Pero la ley, las necesidades de las familias indígenas ¿nada valen, nada significan?
¡La ley!
¡Qué barbaridad!
¡La ley para un rico!
¡No, señor, no, señor, no, señor!¡La ley se hizo para la canalla, para el pueblo, para el desheredado!¡Silencio! comunistas, ladrones, holgazanes, ¡silencio!
Está bien, guardamos silencio, pero antes leed, leed; legisladores de aparato; leed y avergonzaos.
Honorable Legislatura:
Los que suscribimos, naturales y vecinos de San Nicolás Peralta y Santa Catarina, de la propiedad hoy de la señora doña Luisa Mier y Terán de la Torre, ante V. H. como mejor proceda en derecho, respetuosamente decimos: que la ilustración y civismo de V. H. se ha de dignar expedir un decreto en que las haciendas referidas se erijan en pueblos por las razones que vamos a exponer.
En la hacienda de San Nicolás residen doscientas cuarenta y cuatro familias, que dan un censo de mil doscientos ochenta y un habitantes; y en la de Santa Catarina ciento seis familias, que dan a su vez la suma de cuatrocientos cuarenta y seis habitantes.
Allí se han mecido las cunas de nuestros abuelos, las de nuestros padres y las de nuestros hijos. Allí hemos recibido una educación doméstica y moral, que nos hace amar el territorio en donde nacimos. Todos los recuerdos de nuestra infancia y todos los encantos del hogar doméstico, tienen en esas fincas para nosotros tal adhesión, que nos es imposible buscar la residencia en otra parte. Nuestras mujeres, nuestros hijos se verían desterrados y errantes si tuviéramos que salir de allí para avecindarnos en otras haciendas o en algún pueblo, y tendríamos que ser víctimas de la miseria, cuando abandonando nuestras chozas, nuestras tierras y costumbres, nos viéramos en la necesidad de emprender otro género de vida.

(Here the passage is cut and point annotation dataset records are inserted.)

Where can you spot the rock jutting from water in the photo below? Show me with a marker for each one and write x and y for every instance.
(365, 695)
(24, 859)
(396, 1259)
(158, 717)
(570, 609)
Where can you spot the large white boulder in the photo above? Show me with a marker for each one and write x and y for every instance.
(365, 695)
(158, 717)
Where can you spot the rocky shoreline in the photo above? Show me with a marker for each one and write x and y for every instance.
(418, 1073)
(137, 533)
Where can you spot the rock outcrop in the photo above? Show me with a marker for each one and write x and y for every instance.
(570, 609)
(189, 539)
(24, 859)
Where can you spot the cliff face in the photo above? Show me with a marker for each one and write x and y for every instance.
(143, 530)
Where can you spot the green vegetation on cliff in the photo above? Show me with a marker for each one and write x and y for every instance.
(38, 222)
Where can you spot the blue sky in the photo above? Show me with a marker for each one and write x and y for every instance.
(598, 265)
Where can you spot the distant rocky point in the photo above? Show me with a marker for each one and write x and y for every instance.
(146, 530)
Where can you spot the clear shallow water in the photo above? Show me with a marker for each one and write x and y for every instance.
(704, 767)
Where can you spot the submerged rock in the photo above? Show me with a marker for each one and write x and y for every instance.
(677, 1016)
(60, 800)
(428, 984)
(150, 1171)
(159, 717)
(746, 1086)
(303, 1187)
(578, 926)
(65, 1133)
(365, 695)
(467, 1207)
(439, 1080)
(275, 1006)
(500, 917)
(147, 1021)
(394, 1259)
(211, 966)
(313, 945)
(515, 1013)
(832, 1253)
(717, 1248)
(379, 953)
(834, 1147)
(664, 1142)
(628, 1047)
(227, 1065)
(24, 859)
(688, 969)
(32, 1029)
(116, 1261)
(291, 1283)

Y este mal está próximo, porque el Sr. D. Isidoro de la Torre, actual amo de las haciendas, como marido de la Sra. doña Luisa Mier, nos expele por familias, temeroso de la erección en pueblo de sus fincas, y desagrado de que no siendo posible que heredando el amor y estimación que nos tenía el nunca bien sentido D. Gregorio Mier y Terán, nuestro padre, obtenga nuestras simpatías como aquel anciano bienhechor que nos hizo hombres y que mereció siempre el afecto y veneración de nuestros abuelos.
Mientras vivió este señor nada nos faltaba. Teníamos con él desde los auxilios para la instrucción prim~ria, hasta los recursos para mantener a nuestros hijos. Sólo era despedido de las haciendas el inmoral, escandaloso que llevaba el mal ejemplo y corrupción nuestras familias; pero nunca el hombre honrado que encallecía sus manos en el trabajo y que ponía en práctica las máximas de educación moral, que debió a la filantropía y al buen ejemplo del excelente anciano Mier.
Hoy se nos expulsa, se nos arranca del hogar doméstico sin consideración a que allí hemos nacido, a que allí nos hemos educado, y aprendido a trabajar, que somos hombres de bien y dignos de merecer el cariño de la heredera de nuestro amo antiguo, y es preciso que V. H. proteja a mil setecientos veintisiete habitantes mexicanos pobres y desvalidos, aunque para ello se sacrifiquen los intereses de un extranjero, que es por sí uno de los ricos más notables del país.
Los padrones que adjuntamos, certificados por la autoridad municipal que nos gobierna, arroja la suma de habitantes que hemos consignado; y además, muchos de los vecinos de los ranchos y bosques contiguos nos han ofrecido avecindarse en nuestros pueblos luego que acabando el señorío de un amo, podamos vivir bajo la protección del gobierno.
Se ve, pues que la utilidad pública, que la protección a nuestras familias, es el fundamento de nuestra pretensión.
Y él ha sido atendido aun por los reyes de España, que procuraron siempre las congregaciones y las fundaciones de pueblos, como puede verse en las leyes del Tít. 30. Lib 60. de la Recopilación de Indias.
Hoy nuestras esperanzas son más fundadas, cuando la civilización de la época y los principios de libertad, pretenden borrar hasta la sombra del feudalismo en los derechos de los amos; y cuando se cree que el repartimiento gradual, equitativo y prudente de la propiedad, ha de dar ciudadanos honrados, laboriosos y patriotas que engendren el amor a la patria desde los recuerdos del hogar doméstico.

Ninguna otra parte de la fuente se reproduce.